Let’s say the current price of a stock is 19.85
The only people willing to sell puts sell stock for 20 and it goes in the system
The only buyers puts buy stock for 19.50 and it goes in the system
The only way it moves up or down is…
Until a buyer decides “hey I think this stock will be worth 20 or more in the future I’ll buy it from you” is when the average price changes higher between the last bought price and current sell price depending on how many shares left are being traded for the current price.
For example, 1000 shares being sold at 20. But someone only buys 500. So the average price would still remain the same until someone buys the remaining 500 to push the prices higher.
But let’s say someone buys the full 1000. Now the next sellers will sell their shares of 10000 at let’s say, 20.25. The current price will now change higher because the sell and buy price have now shifted to something like
“sell price 20.25”
“buy price 20.00”
“Average price = 20.15”
or something like that.
Also works the same in reverse.
Most popular stocks change price fast because most of the market (70%) is from bots trading back and forth. Although some unpopular stocks may not move as fast or at all.

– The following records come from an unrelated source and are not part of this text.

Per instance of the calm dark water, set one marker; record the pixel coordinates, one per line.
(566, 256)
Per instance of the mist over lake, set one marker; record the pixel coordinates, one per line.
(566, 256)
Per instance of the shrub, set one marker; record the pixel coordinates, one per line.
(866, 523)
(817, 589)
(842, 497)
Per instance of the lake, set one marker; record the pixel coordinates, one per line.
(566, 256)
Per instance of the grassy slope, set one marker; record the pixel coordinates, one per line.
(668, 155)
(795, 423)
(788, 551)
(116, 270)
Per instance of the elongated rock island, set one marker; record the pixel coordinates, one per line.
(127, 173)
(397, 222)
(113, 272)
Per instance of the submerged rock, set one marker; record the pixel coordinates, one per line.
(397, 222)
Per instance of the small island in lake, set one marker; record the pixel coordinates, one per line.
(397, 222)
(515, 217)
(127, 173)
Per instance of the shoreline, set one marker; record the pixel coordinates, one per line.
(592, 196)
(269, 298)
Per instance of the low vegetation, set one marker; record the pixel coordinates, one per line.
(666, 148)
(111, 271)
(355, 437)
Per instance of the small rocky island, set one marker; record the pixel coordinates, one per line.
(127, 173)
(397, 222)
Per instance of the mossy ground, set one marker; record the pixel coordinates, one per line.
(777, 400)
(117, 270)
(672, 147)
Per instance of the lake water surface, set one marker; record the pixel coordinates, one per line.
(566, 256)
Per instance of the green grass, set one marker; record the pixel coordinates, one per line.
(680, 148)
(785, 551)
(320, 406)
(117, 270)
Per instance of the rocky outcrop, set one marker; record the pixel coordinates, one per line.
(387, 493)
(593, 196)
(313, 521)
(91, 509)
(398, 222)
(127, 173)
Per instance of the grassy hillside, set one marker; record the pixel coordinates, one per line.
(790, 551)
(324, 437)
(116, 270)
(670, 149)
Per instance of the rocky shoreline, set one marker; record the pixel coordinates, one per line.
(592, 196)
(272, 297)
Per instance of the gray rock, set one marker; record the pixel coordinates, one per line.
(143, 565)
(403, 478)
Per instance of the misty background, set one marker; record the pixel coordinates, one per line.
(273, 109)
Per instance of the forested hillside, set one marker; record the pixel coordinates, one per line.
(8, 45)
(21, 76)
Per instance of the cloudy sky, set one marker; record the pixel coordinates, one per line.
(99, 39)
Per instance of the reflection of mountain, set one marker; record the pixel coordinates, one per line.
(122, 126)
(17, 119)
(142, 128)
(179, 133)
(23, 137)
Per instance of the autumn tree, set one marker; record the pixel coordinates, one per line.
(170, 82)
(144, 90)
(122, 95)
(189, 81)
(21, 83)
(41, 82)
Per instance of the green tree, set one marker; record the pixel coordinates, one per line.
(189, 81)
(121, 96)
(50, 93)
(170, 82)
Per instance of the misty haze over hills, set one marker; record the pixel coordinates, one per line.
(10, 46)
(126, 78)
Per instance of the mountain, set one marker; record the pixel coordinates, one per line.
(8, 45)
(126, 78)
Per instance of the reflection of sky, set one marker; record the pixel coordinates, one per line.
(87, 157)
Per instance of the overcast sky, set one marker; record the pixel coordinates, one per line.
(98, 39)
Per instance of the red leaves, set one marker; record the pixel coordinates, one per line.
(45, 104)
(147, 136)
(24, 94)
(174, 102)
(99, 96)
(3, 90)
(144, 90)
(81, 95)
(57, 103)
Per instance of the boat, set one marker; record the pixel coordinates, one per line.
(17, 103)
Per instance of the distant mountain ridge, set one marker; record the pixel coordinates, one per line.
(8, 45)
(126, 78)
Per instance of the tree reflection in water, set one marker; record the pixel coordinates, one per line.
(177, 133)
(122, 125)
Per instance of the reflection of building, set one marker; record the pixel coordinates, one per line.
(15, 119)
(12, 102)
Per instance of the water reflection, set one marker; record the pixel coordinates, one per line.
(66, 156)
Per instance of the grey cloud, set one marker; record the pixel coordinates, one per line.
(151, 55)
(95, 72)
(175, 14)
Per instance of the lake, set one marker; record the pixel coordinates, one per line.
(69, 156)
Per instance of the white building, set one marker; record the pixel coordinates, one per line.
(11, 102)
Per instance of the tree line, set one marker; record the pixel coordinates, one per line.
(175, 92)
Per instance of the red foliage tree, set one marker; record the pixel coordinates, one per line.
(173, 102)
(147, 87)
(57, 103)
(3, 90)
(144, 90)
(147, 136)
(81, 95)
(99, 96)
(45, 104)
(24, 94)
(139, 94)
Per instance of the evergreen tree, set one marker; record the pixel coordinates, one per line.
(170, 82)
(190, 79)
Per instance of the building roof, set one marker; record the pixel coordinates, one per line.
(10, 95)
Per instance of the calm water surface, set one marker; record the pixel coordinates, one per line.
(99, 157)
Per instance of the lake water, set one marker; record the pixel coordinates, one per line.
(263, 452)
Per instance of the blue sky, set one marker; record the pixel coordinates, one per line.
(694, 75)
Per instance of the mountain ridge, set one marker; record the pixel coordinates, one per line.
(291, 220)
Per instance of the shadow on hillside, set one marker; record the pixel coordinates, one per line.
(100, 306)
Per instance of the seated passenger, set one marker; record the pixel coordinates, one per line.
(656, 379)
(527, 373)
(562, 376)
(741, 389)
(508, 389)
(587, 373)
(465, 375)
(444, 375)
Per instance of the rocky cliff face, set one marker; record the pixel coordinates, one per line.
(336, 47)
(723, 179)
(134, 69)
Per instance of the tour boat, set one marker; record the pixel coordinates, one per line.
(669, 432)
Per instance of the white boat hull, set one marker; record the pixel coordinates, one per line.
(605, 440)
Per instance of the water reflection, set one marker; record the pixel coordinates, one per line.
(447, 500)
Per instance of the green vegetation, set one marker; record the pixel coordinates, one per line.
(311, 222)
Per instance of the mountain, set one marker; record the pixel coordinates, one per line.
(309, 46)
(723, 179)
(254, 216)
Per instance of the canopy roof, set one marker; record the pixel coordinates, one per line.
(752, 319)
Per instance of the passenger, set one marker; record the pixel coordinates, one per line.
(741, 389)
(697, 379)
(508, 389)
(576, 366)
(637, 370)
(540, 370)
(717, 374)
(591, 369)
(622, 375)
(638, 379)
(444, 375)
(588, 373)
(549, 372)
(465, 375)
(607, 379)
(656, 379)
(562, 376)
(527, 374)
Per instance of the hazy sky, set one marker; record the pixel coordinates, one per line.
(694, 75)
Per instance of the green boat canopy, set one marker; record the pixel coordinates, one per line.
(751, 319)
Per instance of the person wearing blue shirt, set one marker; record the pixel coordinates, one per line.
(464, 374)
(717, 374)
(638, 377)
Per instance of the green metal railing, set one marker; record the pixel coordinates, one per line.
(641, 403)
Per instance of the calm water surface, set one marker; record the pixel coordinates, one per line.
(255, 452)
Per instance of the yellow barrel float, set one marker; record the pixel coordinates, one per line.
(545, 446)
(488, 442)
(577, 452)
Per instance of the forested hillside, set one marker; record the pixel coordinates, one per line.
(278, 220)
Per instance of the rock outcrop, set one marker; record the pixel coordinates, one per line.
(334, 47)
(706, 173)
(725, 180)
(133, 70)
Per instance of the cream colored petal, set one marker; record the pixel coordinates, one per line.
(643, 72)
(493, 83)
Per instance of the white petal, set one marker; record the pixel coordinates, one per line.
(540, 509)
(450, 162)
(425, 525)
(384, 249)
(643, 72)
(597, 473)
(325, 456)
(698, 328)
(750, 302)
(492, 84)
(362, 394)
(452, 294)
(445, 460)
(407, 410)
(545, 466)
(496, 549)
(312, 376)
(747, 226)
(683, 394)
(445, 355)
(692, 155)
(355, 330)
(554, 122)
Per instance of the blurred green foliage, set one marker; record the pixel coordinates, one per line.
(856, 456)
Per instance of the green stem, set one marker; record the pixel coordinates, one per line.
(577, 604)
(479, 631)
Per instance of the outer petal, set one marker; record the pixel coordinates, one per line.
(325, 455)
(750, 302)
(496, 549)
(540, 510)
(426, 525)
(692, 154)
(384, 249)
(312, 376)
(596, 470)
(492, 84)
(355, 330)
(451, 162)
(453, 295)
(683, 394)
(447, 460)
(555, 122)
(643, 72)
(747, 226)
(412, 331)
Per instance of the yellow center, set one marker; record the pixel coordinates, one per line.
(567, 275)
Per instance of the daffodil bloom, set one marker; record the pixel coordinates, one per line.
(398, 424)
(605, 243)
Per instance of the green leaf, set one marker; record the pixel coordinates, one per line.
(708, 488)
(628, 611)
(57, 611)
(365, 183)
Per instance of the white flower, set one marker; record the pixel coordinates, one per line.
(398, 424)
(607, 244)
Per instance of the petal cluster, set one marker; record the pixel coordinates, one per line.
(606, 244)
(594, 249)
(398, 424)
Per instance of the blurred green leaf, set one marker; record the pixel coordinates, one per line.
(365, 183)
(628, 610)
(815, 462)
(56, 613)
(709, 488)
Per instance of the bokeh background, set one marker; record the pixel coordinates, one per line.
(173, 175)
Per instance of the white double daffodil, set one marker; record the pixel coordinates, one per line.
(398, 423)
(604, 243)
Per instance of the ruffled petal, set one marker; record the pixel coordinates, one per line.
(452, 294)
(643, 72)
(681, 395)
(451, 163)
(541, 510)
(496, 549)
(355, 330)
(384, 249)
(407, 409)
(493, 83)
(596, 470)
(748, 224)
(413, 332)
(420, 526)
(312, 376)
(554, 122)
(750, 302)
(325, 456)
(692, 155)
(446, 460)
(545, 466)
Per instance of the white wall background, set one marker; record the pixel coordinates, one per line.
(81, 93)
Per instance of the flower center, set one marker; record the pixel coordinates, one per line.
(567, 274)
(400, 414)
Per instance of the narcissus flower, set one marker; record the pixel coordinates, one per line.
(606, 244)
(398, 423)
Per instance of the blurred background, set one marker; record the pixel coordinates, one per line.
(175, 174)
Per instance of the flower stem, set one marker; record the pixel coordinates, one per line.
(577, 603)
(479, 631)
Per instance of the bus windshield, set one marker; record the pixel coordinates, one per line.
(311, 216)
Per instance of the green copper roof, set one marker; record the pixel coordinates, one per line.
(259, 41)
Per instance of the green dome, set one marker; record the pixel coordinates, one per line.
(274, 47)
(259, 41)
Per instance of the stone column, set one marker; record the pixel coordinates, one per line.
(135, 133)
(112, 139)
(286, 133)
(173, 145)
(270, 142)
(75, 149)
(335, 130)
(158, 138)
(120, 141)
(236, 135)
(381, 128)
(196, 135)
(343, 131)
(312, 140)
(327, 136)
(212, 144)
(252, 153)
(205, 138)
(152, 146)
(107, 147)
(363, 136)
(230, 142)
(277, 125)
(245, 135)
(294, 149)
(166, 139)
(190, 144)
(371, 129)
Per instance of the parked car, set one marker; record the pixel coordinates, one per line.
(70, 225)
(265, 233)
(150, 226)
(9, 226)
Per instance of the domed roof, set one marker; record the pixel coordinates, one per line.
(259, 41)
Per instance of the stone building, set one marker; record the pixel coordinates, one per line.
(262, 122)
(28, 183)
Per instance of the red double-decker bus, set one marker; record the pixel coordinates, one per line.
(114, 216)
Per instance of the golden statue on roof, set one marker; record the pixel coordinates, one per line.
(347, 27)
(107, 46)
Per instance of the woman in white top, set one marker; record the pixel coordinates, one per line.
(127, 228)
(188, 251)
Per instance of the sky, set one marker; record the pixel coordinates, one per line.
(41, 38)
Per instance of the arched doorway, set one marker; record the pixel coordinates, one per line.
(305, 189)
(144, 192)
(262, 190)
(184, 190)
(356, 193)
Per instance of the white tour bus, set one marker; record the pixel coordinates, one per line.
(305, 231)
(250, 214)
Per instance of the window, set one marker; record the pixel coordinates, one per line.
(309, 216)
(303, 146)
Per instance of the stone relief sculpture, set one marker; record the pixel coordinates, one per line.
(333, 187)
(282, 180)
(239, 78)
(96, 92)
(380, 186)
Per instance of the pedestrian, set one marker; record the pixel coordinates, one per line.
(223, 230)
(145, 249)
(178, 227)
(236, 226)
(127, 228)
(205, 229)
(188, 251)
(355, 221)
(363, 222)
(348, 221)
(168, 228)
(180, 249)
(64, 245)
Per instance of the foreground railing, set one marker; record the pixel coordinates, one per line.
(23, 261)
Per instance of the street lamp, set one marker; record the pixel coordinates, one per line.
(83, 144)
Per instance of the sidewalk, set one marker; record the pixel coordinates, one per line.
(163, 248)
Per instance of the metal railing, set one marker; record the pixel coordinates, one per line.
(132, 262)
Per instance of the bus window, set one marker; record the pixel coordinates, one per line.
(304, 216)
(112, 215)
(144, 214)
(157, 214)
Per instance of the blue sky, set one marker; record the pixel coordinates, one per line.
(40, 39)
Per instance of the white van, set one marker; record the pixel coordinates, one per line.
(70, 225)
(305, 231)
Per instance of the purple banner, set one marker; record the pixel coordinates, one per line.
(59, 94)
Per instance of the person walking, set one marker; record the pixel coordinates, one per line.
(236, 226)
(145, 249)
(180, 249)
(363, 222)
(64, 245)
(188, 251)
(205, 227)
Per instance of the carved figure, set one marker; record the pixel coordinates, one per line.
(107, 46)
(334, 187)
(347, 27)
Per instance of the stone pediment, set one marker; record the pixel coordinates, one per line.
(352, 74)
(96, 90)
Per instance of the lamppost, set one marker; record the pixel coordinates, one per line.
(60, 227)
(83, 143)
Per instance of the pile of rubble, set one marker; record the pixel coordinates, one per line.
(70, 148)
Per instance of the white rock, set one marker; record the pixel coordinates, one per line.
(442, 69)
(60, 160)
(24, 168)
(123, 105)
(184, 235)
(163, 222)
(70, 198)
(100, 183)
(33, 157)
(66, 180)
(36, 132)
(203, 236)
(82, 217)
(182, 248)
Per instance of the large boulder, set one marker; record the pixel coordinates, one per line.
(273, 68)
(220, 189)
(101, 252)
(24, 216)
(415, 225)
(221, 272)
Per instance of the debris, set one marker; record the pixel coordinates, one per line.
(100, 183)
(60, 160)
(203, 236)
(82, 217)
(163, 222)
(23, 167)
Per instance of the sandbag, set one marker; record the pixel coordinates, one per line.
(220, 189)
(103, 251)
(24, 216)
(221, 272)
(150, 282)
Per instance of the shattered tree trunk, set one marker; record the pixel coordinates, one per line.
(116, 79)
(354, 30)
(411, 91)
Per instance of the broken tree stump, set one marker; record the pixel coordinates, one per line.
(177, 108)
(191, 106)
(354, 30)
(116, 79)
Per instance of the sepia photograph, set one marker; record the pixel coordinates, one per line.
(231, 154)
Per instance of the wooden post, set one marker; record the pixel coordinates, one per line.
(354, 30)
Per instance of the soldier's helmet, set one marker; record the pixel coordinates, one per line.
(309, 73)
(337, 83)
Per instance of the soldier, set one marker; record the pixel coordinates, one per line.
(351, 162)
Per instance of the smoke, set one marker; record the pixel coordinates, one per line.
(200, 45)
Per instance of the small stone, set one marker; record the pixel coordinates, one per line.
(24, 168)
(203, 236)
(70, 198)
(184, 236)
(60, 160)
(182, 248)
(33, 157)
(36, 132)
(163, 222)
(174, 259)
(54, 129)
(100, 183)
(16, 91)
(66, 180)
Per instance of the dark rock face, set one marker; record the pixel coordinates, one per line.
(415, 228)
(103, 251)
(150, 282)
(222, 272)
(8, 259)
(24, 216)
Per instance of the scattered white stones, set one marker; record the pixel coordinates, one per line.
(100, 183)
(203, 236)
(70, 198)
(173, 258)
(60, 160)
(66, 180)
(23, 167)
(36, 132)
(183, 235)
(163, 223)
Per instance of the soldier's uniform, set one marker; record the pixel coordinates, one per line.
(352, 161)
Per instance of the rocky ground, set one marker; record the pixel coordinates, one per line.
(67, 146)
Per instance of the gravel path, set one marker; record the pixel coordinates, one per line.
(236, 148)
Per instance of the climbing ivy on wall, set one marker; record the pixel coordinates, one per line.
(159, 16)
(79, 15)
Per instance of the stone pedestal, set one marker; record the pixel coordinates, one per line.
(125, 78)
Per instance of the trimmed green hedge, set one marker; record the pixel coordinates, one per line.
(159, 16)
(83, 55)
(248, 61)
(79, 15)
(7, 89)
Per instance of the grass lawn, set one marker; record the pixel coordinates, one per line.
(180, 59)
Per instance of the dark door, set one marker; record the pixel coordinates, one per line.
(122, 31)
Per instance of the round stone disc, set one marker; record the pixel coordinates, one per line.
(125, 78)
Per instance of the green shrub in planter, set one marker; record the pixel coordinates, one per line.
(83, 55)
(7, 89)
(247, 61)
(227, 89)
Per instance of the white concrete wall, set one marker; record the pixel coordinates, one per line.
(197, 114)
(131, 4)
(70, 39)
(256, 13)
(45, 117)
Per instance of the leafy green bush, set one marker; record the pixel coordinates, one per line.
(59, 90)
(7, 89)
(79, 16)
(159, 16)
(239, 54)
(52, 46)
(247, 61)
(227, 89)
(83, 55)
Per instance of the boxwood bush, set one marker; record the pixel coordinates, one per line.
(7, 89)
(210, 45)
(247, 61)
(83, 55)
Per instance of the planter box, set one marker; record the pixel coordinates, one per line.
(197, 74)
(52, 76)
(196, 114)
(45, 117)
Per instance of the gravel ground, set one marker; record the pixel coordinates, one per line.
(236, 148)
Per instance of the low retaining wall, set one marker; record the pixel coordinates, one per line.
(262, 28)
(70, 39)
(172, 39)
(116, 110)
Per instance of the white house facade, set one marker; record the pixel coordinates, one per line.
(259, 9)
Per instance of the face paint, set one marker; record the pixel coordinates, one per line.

Options trading can also affect the market price too because if a whale (rich person) buys a bullish position or bearish position in the millions, many people and bots will see that trade and will change their trading strategy based on new information. It’s pretty crazy how deep it can go.
At any given time there are multiple bids to buy a certain number of stocks at a given price as well as multiple offers to sell various amount of stocks at certain prices. The orders are filled until there are no more matching prices, many orders do not get filled. The ticker price for the stock is just what the price is between the lowest offer and the highest bidder.
For high volume stocks this difference is usually very small and there is a large amount of stocks available to exchange, but for low volume sometimes the spread can be quite large with a very small amount available for each bid/offer so someone making a large market order (as in buy x amount at whatever available price) they may end up buying significantly above or selling significantly below what the ticker price was at.
A lot of these bids and offers can sit around for weeks or months. If there is suddenly a massive and unexpected increase in the amount of volume of trades they may “halt” a stock for a few minutes to sort out all the trades to make sure they’re done properly and in order before resuming. During which the ticker would also be paused and wouldn’t update until they resume trade.
There isn’t one price for a stock. There’s a bid price (what someone is willing to pay) and an ask price (what someone is willing to sell) when those overlap trades are executed. The last price is the price of the last executed trade. The last price is what’s typically shown in the ticker.